In our study, MODS led to mortality in 33% of cases (2 out of 6 MODS cases), which is comparable to another similar study where the mortality was 30% (15). In 2012, Sharma et al. (16) conducted a pilot study to determine D-dimer and fibrinogen levels in 50 children with sepsis. It was found that both D-dimer and fibrinogen were significantly increased in patients compared to controls, even though no patient had any clinical features of DIC at admission. Sridhar et al. (17) conducted a case-control study to determine the role of D-dimer as a marker of DIC in children with dengue hemorrhagic fever (DHF). They found that D-dimer levels were significantly higher among those who presented with shock, irrespective of the severity of thrombocytopenia.

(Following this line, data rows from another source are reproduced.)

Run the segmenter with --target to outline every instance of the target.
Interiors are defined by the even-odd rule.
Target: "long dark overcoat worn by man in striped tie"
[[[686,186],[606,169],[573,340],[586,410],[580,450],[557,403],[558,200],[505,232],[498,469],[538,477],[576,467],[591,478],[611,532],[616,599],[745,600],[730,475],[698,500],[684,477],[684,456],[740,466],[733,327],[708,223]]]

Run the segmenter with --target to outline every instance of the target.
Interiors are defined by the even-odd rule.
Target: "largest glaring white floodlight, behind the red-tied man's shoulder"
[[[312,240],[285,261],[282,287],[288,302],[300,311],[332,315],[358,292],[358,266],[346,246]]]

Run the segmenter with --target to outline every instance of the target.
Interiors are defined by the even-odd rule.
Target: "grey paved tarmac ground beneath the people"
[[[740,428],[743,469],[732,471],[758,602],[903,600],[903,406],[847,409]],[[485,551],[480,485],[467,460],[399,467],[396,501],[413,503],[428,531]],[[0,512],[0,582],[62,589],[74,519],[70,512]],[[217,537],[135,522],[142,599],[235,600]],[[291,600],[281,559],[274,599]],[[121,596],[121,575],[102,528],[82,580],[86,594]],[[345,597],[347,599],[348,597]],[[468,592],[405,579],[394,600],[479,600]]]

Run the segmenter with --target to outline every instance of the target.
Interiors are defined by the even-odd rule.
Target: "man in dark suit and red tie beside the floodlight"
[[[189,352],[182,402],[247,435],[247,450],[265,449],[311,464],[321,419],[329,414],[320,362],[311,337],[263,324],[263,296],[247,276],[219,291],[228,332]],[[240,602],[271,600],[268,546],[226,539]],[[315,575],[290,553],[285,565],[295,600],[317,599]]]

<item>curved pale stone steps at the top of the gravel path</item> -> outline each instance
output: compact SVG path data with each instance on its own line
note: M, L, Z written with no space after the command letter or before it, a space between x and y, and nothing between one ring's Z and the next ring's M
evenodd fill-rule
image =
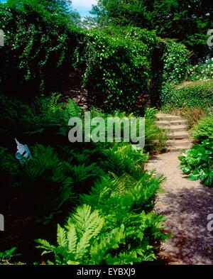
M166 150L180 152L192 146L190 131L187 131L186 121L180 116L170 114L156 114L157 124L160 128L168 130Z

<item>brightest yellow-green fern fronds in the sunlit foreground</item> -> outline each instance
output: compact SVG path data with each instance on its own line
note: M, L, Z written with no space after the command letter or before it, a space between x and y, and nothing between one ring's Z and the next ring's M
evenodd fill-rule
M60 263L80 263L85 255L89 253L88 248L100 233L104 226L104 218L99 216L99 212L84 204L77 207L67 221L65 229L58 225L58 246L51 246L47 241L38 239L36 242L41 244L37 248L44 248L45 253L56 253L57 261L64 257Z

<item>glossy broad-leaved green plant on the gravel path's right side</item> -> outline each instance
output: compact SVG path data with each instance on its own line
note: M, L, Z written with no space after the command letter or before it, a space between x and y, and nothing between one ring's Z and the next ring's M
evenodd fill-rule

In a study done by Li et al. (18) in elderly patients with sepsis, a combination of D-dimer levels, PaO2/FiO2 levels, and the Sequential Organ Failure Assessment (SOFA) score were used as prognostic markers in terms of 28-day mortality. It was concluded that each of these variables is a good marker for the prognosis of sepsis.

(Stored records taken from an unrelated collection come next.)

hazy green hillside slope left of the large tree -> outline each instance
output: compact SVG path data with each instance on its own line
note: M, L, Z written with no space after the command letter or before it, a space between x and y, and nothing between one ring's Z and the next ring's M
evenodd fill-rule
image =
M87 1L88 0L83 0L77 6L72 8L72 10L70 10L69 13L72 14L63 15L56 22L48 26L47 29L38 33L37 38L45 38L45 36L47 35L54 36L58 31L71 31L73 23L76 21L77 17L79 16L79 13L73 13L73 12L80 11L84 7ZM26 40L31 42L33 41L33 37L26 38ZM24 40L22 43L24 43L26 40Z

In the present study, elevated D-dimer levels were compared with outcomes, namely length of hospital stay, length of ICU stay, need for oxygen, mechanical ventilation, mortality, and inotrope requirement, however statistical significance was not evident. However, it is noteworthy that Sharma et al. (16) studied only the D-dimer positivity rate in patients compared to controls and not the levels. Similarly, in the study by Li et al. (18), D-dimer levels in association with other factors like PaO2/FiO2 levels and the Sequential Organ Failure Assessment (SOFA) score were studied as outcome predictors, not D-dimer alone. The sensitivity of D-dimer to predict each of the above-mentioned outcomes varied between 70% and 85%; however, it had poor specificity. Therefore, it is better to study D-dimer in association with other biochemical tools or in conjunction with illness severity scores like the pediatric SOFA (pSOFA) to predict outcomes. This approach will ensure early identification of sepsis and its complications and ensure appropriate timely intervention (19, 20).

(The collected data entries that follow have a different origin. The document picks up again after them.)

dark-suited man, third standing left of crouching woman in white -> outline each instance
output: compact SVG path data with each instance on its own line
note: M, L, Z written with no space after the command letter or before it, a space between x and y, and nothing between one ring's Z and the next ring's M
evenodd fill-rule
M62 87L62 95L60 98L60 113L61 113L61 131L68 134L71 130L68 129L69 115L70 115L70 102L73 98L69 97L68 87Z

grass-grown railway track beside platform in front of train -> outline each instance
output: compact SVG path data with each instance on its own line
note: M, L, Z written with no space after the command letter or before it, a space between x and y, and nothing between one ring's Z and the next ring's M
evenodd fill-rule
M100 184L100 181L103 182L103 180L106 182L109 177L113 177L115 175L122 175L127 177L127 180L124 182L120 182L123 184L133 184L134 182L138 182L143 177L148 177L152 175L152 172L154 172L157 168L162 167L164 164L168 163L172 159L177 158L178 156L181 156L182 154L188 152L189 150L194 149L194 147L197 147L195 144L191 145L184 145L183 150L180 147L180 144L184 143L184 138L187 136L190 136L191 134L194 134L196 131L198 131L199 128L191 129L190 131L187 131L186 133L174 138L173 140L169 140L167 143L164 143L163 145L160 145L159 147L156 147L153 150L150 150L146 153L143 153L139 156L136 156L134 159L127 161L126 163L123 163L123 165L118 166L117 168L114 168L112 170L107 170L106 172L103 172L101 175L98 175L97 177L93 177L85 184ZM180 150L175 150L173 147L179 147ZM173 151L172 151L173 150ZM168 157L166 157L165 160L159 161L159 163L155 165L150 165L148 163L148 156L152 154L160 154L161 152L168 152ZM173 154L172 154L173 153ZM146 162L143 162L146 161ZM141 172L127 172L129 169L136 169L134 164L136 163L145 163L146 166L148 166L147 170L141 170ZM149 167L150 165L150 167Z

The limitation of our study was that a large proportion of cases were in the less severe category — sepsis (76%) — which might have lead to selection bias. The total number of cases in the serious categories (severe sepsis, septic shock, and MODS) constituted 24%. This would have led to falsely low levels of D-dimer, considering the milder illness of the participants. The lack of logistic regression analysis to adjust for confounding variables is also a limitation of our study. We recommend larger studies with more power to better predict outcomes before generalizing our findings and also explore the role of low molecular weight heparin or plasma exchange in improving the outcomes of children with sepsis.
5.1. Conclusions
Coagulation abnormalities are consistently present in the pathophysiology of the host inflammatory response to infection. Hence, it has been found that D-dimer can be studied as a marker of DIC in sepsis. This study reiterates that D-dimer is a sensitive tool to identify various outcome parameters, though not statistically significant. Higher D-dimer levels at admission may alert the clinician to the possible need for a longer hospital stay, ICU care, and inotrope requirements.